From mboxrd@z Thu Jan  1 00:00:00 1970
Return-Path: <SRS0=o+hd=CR=vger.kernel.org=linux-kernel-owner@kernel.org>
X-Spam-Checker-Version: SpamAssassin 3.4.0 (2014-02-07) on
	aws-us-west-2-korg-lkml-1.web.codeaurora.org
X-Spam-Level: 
X-Spam-Status: No, score=-12.8 required=3.0 tests=BAYES_00,
	HEADER_FROM_DIFFERENT_DOMAINS,INCLUDES_PATCH,MAILING_LIST_MULTI,SIGNED_OFF_BY,
	SPF_HELO_NONE,SPF_PASS,URIBL_BLOCKED,USER_AGENT_GIT autolearn=unavailable
	autolearn_force=no version=3.4.0
Received: from mail.kernel.org (mail.kernel.org [198.145.29.99])
	by smtp.lore.kernel.org (Postfix) with ESMTP id 0423BC2D0E0
	for <linux-kernel@archiver.kernel.org>; Tue,  8 Sep 2020 07:56:43 +0000 (UTC)
Received: from vger.kernel.org (vger.kernel.org [23.128.96.18])
	by mail.kernel.org (Postfix) with ESMTP id D587321D20
	for <linux-kernel@archiver.kernel.org>; Tue,  8 Sep 2020 07:56:42 +0000 (UTC)
Received: (majordomo@vger.kernel.org) by vger.kernel.org via listexpand
        id S1729846AbgIHH4k (ORCPT
        <rfc822;linux-kernel@archiver.kernel.org>);
        Tue, 8 Sep 2020 03:56:40 -0400
Received: from mx2.suse.de ([195.135.220.15]:53120 "EHLO mx2.suse.de"
        rhost-flags-OK-OK-OK-OK) by vger.kernel.org with ESMTP
        id S1729580AbgIHH4g (ORCPT <rfc822;linux-kernel@vger.kernel.org>);
        Tue, 8 Sep 2020 03:56:36 -0400
X-Virus-Scanned: by amavisd-new at test-mx.suse.de
Received: from relay2.suse.de (unknown [195.135.221.27])
        by mx2.suse.de (Postfix) with ESMTP id 909F3B6CE;
        Tue,  8 Sep 2020 07:56:35 +0000 (UTC)
From:   Oscar Salvador <osalvador@suse.de>
To:     akpm@linux-foundation.org
Cc:     naoya.horiguchi@nec.com, mhocko@kernel.org, tony.luck@intel.com,
        cai@lca.pw, linux-kernel@vger.kernel.org, linux-mm@kvack.org,
        Oscar Salvador <osalvador@suse.de>
Subject: [PATCH v2 1/5] mm,hwpoison: Take free pages off the buddy freelists
Date:   Tue,  8 Sep 2020 09:56:22 +0200
Message-Id: <20200908075626.11976-2-osalvador@suse.de>
X-Mailer: git-send-email 2.13.7
In-Reply-To: <20200908075626.11976-1-osalvador@suse.de>
References: <20200908075626.11976-1-osalvador@suse.de>
Sender: linux-kernel-owner@vger.kernel.org
Precedence: bulk
List-ID: <linux-kernel.vger.kernel.org>
X-Mailing-List: linux-kernel@vger.kernel.org

The crux of the matter is that historically we left poisoned pages
in the buddy system because we have some checks in place when
allocating a page that a gatekeeper for poisoned pages.
Unfortunately, we do have other users (e.g: compaction [1]) that scan
buddy freelists and try to get a page from there without checking
whether the page is HWPoison.

As I stated already, I think it is fundamentally wrong to keep
HWPoison pages within the buddy systems, checks in place or not.

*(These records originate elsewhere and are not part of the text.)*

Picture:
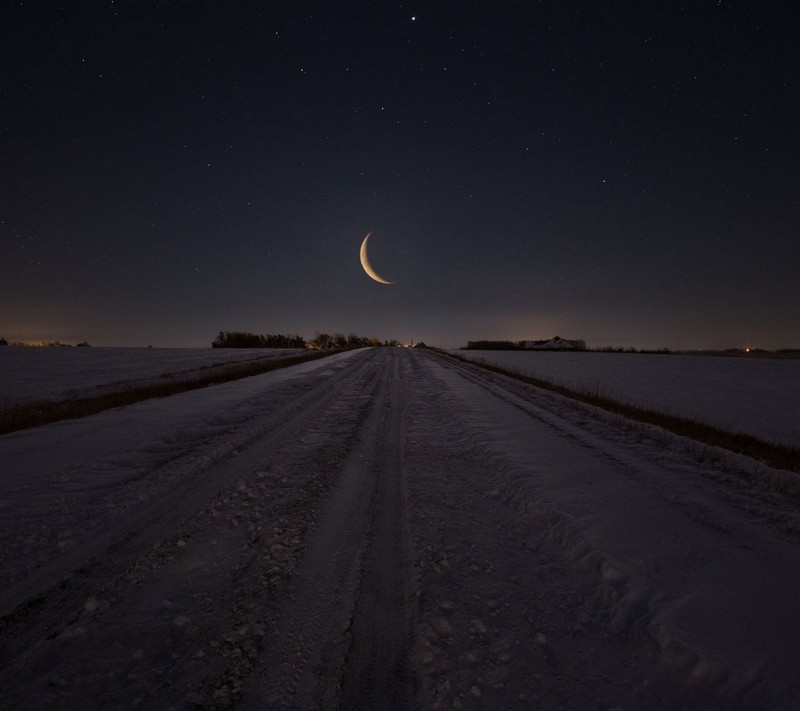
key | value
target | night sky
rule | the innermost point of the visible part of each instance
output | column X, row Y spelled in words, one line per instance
column 627, row 173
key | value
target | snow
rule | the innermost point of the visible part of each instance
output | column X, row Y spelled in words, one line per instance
column 35, row 374
column 388, row 527
column 758, row 396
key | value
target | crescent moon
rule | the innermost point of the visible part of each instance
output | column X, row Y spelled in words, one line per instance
column 367, row 266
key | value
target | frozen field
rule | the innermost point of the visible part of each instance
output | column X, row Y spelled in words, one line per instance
column 388, row 528
column 34, row 374
column 758, row 396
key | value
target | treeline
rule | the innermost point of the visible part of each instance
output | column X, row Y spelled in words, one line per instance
column 322, row 341
column 494, row 345
column 41, row 344
column 244, row 339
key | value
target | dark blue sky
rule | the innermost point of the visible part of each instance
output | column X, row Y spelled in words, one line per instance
column 622, row 172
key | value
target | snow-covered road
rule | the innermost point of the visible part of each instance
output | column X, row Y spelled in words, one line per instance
column 387, row 528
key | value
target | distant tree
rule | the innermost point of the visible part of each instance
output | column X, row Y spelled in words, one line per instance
column 238, row 339
column 493, row 346
column 322, row 341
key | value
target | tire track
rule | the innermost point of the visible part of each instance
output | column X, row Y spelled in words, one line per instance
column 343, row 633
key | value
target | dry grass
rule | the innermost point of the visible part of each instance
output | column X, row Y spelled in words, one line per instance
column 773, row 455
column 27, row 415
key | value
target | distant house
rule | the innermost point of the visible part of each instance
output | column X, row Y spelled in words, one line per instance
column 554, row 344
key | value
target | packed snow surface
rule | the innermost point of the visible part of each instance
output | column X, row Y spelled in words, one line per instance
column 389, row 528
column 36, row 374
column 755, row 396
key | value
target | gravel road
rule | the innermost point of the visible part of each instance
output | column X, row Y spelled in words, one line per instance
column 387, row 529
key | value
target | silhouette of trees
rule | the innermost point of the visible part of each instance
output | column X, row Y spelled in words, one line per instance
column 245, row 339
column 321, row 341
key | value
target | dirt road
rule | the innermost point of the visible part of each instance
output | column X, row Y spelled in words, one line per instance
column 386, row 529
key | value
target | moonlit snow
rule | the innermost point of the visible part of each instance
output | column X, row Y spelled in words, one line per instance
column 388, row 528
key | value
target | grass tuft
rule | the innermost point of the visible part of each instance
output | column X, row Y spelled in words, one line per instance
column 774, row 455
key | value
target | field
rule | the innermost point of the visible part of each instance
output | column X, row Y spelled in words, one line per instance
column 388, row 528
column 759, row 397
column 52, row 374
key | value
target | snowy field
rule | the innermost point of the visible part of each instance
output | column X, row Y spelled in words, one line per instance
column 389, row 528
column 29, row 374
column 758, row 396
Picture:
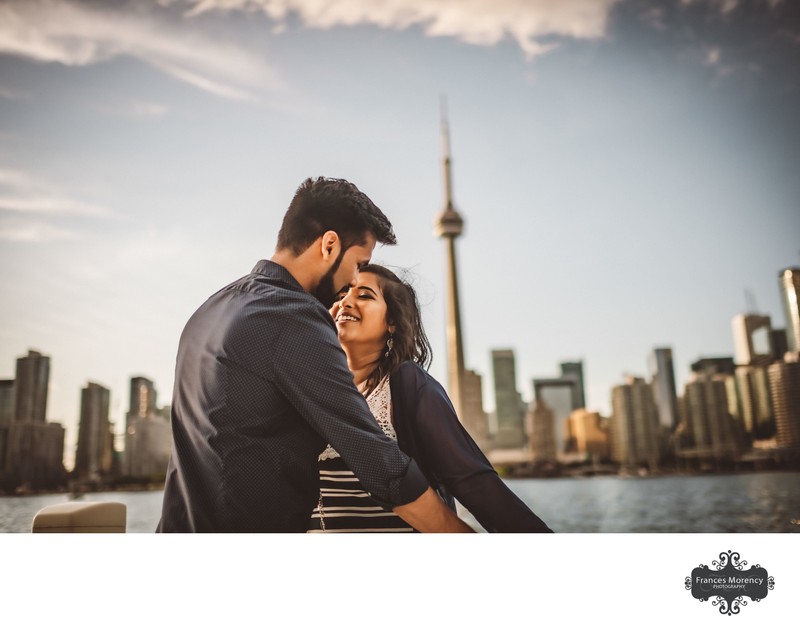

Let us fix this we same way we did for soft_offline [2], and take
the page off the buddy freelist, so it is completely unreachable.

Note that this is fairly simple to trigger, as we only need
to poison free buddy pages (madvise MADV_HWPOISON) and then we need
to run some sort of memory stress system.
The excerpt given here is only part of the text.